# 

## A_dam

Witam!
W projekcie domu parterowego mam zaprojektowane ławy fundamentowe o wymiarach 30x60 oraz 30x70. Kierownik budowy twierdzi, że są za duże (szkoda pieniędzy, można je odchudzić). Mówi, że wystarczą 30x40 oraz 30x50 (ta 30-stka to oczywiście wysokość). 

Czy ktoś z Was robił takie wąskie ławy (40 cm oraz przez środek domu 50 cm)? Czy nie są one za wąskie?

Pozdrawiam.

----------


## Oceanos

Witam serdecznie.
Ławy chyba raczej powinno się zwiększać a nie zmniejszać wymiary. Ktoś je liczył i wymiary wynikają z warstwy dociskowej architektury. U mnie są ławy 30x70 zewn  i 30 x60 wewn  i kierownik budowy kazał zwiększyć wysokość ław na 35 cm plus chudy beton 10 cm.
Co prawda to nie parterówka tylko z poddaszem ma być , ale ja na Twoim miejscu zostawiłym tak jak w projekcie.
Oczywiście możesz się z tym nie zgodzić.
Pozdro.

----------


## slawek_wlkp

W pełni zgadzam się z przedmówcą, nie ma sensu odchudzać ław. 
Fundament jak sama nazwa mówi to podstawa !!!!   :Lol:  

Dodam jeszcze, że zakładając, że masz budynek 10x10 i jedna ława w środku to oszczędzisz 3 m3 betonu (licząc zgrubnie) , oszczędzisz 700 zł .....  
Wiem, ze w trakcie budowy każda stówka ważna, to może  lepiej zaoszczędzić na jakimś mniej odpowiedzialnym elemencie. 

Pozdrawiam   :big grin:

----------


## A_dam

Witam!
Też miałem zamiar zwiększyć i wylewać 40x60 i 40x70 (uszczuplając jednocześnie 10 cm chudego betonu do 3-4 cm). Zaskoczył mnie tą propozycją. A jutro mam robić szalunki, więc decyzja jest na wczoraj. 
I teraz jestem w kropce. 
Pozdrawiam

Dzięki za odzew

----------


## beton44

ciekawe czy kierownik budowy 
zamierza wpisać w dziennik budowy:

coś o "zgodnym z projektem wykonaniu ław fundamentowych"   :Confused:

----------


## A_dam

Witam!
Czyli robić (już jutro) szalunki na 30x60 i spać spokojnie ...
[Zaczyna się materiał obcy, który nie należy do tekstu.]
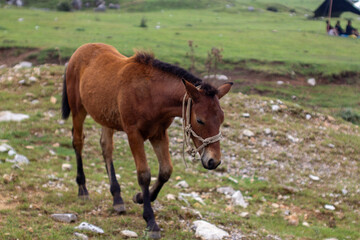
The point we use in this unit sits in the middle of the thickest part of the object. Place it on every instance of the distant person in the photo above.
(330, 29)
(350, 30)
(339, 29)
Tu http://www.budostrada.pl/artykuly_str.php?kat_gl=&id=82 znalazłem "ławy o innych" wymiarach. 
Poniżej wklejam fragment tekstu.

Jak najczęściej posadawia się domy jednorodzinne?

Najpopularniejszym sposobem fundamentowania domów jednorodzinnych są ławy betonowe.
Wykonuje się je w gruntach o dość dobrej nośności - powyżej 150 kPa (czyli takich, które wytrzymują nacisk 15 t na 1m2). Ławy pod dom jednorodzinny mają zwykle 30-40 cm wysokości oraz szerokość dostosowaną do obciążenia i nośności gruntu - przeważnie 40-80 cm. Pod uwagę bierze się też szerokość ścian fundamentowych - ława musi wystawać przynajmniej po 5 cm z obu stron ściany.
Na ławach wykonuje się ściany fundamentowe - jedno-, dwu- lub trójwarstwowe, które zwykle wystają 30-50 cm powyżej poziomu terenu. Szerokość ścian najczęściej wynosi 25-50 cm i zależy przede wszystkim od sposobu ich ocieplenia oraz projektowanej grubości i rodzaju ścian nośnych.

Pozdrawiam.

----------


## Oceanos

Tu się nie ma co zastanawiać nad zmniejszaniem wymiarów ław tylko robić tak jak w projekcie. Ja mam w projekcie B-15 a będę dawał B-20 i kierownik budowy mówi - pełna akceptacja.
I nie zmieniać. Strzemiona też będziesz zmieniał ?
Pozdro

----------


## A_dam

Witam!
Strzemiona pozostają takie same. Ściana fundamentowa (25 cm szeroka) z bloczków betonowych. Na niej nośna 30 cm z maksów + 10 cm ocieplenia. 
Pozdrawiam.

----------


## swistak81

A ja się podłączę pod temat, bo też będę za miesiąc lał fundamenty.
A mam inne pytanie.
Mam ławy 30x60 które chcę zalać w grunt (plus oczywiście zbrojenie, którego de facto w projekcie nie ma). A pytanie jest takie:
Czy potem zamiast szalować i lać fundament - mogę robić od razu ściankę z bloczków betonowych? Byłoby wtedy 8-9 warstw tych bloczków (szer. 25cm) no a potem beton komórkowy szer. 24cm...

----------

> ... Czy potem zamiast szalować i lać fundament - mogę robić od razu ściankę z bloczków betonowych?...


możesz

----------